Religion
- Affiliation: Theravada Buddhism

Location
- Country: Hmawbi Township, Yangon Region, Burma
- Interactive map of Aung Zabu Forest Monastery
- Coordinates: 17°04′40″N 96°05′01″E﻿ / ﻿17.0778288969°N 96.0835091118°E

= Aung Zabu Monastery =

Buddhist monastery in Hmawbi, Myanmar

Aung Zabu Forest Monastery (အောင်ဇမ္ဗူတောရဓမ္မရိပ်သာ; Aung Zabu Tawya Dhamma Yeiktha), commonly known as Japan Paya (ဂျပန်ဘုရား) is a Buddhist monastery (kyaung) in Yegya village, Hmawbi Township, Yangon Region, Myanmar (Burma).

The monastery was opened c. 2012, using the name of a prominent Buddhist retreat centre in Mawlamyine. The monastery is known for a collection of 301 historic Buddha images from the Pagan, Pinnya, Ava, Toungoo, Nyaungyan, Tagaung and Konbaung eras, although the authenticity of these images has not been verified.
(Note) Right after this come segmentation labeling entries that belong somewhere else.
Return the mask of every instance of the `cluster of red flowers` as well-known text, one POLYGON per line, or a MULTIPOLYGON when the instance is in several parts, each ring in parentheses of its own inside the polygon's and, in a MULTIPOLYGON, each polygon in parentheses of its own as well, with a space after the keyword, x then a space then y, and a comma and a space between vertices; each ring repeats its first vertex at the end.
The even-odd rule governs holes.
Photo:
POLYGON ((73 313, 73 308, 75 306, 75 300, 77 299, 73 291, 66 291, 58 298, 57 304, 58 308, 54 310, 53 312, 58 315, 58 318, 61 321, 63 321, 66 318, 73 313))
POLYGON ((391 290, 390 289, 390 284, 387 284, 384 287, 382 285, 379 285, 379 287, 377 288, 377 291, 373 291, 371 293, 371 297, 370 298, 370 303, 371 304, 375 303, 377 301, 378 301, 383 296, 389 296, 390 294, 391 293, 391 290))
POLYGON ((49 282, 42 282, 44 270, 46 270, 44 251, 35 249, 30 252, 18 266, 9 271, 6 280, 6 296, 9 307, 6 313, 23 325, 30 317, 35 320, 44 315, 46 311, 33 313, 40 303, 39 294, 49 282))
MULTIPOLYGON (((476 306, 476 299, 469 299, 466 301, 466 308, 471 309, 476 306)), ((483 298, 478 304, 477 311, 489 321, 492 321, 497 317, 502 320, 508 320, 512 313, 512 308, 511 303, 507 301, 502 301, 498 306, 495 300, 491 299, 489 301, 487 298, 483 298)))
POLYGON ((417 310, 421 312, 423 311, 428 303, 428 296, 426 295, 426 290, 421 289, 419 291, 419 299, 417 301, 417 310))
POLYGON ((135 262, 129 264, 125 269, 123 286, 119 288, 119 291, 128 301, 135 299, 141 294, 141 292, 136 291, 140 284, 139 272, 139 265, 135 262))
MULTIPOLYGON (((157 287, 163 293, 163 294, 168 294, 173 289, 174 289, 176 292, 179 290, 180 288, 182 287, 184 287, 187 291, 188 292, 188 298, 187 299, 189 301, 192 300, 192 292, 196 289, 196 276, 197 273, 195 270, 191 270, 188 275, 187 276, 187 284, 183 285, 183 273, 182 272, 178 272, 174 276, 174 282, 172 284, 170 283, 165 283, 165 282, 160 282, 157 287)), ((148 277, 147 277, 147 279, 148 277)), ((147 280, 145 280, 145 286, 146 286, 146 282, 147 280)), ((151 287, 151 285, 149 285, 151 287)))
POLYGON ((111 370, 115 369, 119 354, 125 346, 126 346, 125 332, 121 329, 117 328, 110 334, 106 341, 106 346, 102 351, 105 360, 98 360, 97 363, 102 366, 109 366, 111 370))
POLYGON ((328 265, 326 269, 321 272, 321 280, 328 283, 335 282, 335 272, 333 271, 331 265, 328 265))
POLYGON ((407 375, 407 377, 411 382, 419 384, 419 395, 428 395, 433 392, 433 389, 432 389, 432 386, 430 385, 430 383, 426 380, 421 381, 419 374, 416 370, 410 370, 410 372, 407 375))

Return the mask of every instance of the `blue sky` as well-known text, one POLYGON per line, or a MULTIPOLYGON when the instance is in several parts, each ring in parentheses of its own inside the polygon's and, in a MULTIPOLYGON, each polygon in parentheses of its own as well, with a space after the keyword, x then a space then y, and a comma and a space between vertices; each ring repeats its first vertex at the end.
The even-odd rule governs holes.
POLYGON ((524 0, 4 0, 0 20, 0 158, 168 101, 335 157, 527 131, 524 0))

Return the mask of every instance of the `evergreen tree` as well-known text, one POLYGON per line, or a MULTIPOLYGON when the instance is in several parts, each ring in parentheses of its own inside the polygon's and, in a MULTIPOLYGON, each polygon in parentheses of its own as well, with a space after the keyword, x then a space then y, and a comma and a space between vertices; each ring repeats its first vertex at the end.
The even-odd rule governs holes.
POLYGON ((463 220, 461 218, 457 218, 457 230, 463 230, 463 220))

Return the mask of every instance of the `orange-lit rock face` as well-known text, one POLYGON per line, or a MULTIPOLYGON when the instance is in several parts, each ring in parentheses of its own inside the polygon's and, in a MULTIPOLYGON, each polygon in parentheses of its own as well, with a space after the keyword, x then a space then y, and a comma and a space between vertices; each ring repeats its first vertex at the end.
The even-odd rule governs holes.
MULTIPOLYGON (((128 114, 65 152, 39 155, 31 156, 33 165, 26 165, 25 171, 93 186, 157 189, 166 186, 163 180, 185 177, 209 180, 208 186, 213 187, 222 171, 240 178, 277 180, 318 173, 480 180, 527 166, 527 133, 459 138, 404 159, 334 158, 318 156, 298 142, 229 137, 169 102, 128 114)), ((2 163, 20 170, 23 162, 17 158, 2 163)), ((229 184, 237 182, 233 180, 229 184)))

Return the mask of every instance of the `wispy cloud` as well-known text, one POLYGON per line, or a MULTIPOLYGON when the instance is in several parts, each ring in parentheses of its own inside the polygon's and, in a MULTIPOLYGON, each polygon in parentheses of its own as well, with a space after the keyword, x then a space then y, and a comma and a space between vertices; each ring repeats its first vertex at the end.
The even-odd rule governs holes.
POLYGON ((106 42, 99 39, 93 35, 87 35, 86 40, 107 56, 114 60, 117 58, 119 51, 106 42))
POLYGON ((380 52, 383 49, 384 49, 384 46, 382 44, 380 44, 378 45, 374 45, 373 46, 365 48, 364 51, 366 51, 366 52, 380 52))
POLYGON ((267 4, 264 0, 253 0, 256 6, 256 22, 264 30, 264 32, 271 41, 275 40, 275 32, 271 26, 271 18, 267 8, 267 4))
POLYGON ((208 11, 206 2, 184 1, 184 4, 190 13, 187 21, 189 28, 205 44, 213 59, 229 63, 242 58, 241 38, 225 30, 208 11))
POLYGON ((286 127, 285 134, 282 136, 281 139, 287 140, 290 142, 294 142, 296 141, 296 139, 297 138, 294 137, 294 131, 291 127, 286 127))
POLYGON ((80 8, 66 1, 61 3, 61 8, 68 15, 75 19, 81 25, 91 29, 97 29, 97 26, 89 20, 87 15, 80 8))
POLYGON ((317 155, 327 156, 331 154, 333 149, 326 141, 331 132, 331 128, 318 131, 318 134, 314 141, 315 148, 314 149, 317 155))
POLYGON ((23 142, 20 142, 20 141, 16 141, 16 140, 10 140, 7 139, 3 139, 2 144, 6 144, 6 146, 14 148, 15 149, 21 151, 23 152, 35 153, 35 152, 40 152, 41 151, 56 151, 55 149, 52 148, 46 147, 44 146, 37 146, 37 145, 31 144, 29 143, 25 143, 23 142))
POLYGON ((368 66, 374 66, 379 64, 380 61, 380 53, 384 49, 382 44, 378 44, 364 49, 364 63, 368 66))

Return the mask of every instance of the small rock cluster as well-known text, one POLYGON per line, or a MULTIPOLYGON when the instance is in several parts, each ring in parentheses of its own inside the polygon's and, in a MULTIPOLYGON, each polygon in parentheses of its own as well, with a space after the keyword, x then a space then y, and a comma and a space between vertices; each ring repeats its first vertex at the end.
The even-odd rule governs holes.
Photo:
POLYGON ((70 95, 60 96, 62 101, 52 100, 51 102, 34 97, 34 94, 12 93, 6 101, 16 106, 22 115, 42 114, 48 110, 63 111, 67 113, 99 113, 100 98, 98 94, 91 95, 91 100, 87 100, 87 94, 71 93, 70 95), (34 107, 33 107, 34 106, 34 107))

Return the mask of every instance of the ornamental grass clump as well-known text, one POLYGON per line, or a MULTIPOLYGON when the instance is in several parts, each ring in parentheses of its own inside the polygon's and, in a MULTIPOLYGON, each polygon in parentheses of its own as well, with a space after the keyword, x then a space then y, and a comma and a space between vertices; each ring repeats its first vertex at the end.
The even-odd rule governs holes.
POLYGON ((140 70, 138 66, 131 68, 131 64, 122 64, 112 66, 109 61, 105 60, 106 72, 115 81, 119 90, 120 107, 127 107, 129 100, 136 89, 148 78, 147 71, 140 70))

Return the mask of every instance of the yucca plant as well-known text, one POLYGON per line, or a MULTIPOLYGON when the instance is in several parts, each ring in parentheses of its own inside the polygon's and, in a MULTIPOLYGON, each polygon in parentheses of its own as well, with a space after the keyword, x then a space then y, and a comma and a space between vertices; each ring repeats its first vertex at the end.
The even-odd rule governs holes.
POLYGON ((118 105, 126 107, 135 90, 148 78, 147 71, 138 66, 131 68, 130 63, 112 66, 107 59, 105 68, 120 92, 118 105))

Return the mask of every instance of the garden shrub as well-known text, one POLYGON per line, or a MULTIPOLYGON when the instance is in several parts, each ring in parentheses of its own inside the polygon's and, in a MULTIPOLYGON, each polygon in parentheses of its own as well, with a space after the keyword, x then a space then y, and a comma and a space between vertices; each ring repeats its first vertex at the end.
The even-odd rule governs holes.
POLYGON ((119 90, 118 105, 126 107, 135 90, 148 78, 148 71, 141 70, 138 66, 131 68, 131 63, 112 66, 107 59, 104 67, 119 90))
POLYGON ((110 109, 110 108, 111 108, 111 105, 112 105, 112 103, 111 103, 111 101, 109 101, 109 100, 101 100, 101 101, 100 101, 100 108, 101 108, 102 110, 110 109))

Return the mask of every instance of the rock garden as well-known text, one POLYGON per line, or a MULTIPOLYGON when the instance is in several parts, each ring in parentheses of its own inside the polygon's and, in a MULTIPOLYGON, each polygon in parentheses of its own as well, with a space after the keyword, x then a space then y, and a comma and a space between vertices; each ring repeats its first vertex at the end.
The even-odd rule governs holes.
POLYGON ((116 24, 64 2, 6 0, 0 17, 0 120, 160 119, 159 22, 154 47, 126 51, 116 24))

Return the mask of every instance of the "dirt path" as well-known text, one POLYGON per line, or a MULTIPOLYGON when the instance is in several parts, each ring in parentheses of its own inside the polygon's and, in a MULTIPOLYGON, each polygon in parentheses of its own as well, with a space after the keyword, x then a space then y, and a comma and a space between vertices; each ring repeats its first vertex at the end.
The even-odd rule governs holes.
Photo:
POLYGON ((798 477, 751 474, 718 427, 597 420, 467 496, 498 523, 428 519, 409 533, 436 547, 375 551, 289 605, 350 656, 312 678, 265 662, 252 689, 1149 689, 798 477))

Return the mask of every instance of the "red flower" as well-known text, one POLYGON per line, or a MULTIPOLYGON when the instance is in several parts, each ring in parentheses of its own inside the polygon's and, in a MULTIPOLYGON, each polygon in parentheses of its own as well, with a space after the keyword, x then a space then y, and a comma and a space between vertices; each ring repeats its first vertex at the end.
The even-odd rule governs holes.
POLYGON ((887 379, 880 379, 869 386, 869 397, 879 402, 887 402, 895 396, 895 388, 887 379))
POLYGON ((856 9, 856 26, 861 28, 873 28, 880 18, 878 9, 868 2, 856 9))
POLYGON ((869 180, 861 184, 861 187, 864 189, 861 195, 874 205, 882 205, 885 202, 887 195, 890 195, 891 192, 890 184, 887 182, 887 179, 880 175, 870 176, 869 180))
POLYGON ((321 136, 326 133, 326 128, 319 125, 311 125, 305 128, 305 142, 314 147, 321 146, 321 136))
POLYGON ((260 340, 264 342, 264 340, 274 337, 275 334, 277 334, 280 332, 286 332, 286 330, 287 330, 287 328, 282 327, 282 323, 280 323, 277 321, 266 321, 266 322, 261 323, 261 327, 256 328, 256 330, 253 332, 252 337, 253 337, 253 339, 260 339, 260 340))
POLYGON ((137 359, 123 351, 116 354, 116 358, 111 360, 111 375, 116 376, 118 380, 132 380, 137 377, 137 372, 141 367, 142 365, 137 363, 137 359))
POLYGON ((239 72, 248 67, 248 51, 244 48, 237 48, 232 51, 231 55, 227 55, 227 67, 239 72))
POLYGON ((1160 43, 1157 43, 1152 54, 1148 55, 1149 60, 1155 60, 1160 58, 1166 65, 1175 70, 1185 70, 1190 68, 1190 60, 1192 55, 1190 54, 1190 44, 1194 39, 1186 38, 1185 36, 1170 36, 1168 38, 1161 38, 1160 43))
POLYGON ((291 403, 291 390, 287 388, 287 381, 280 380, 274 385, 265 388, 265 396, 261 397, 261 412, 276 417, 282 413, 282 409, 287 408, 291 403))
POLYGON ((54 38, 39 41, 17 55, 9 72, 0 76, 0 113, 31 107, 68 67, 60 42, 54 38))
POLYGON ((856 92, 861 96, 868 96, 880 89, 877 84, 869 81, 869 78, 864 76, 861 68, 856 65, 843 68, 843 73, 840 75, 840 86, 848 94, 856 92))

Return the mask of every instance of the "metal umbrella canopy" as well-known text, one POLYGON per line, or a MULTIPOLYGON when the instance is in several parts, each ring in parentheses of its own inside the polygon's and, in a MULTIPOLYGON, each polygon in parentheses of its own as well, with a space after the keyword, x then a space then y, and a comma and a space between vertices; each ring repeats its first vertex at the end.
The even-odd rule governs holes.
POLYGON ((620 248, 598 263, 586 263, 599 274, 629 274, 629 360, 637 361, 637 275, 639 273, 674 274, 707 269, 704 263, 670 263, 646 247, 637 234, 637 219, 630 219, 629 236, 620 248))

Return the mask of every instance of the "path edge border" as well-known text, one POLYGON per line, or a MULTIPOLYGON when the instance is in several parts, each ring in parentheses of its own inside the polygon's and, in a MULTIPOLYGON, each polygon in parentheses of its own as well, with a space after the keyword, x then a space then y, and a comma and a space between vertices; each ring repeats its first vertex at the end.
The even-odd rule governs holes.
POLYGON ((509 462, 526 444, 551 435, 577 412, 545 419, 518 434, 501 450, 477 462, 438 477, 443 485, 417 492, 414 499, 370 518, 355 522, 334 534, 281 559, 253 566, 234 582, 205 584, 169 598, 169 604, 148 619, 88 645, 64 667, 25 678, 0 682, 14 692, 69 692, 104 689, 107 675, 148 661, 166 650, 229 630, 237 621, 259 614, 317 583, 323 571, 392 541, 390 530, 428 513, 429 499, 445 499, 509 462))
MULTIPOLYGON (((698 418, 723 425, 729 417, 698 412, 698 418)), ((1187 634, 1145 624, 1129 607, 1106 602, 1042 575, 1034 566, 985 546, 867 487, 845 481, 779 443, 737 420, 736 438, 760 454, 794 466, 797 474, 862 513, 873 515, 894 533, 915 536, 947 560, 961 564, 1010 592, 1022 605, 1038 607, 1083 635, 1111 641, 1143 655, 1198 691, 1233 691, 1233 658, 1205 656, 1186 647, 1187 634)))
The images were donated by a Japanese national named Kumano in 2012. Over 10,000 visitors per week visit the monastery.

== Controversies ==
The monastery has been mired in controversy, criticised for being more a business venture, rather than a religious centre. The monastery grounds now include a shopping arcade, a small zoo, and other attractions. In 2023, the monastery's abbot Paṇḍavaṃsa sparked additional controversy after hosting a lavish 60th birthday celebration at Lotte Hotel in Yangon. He also opened a library, which purportedly doubles as a luxury residence, in Pyin Oo Lwin.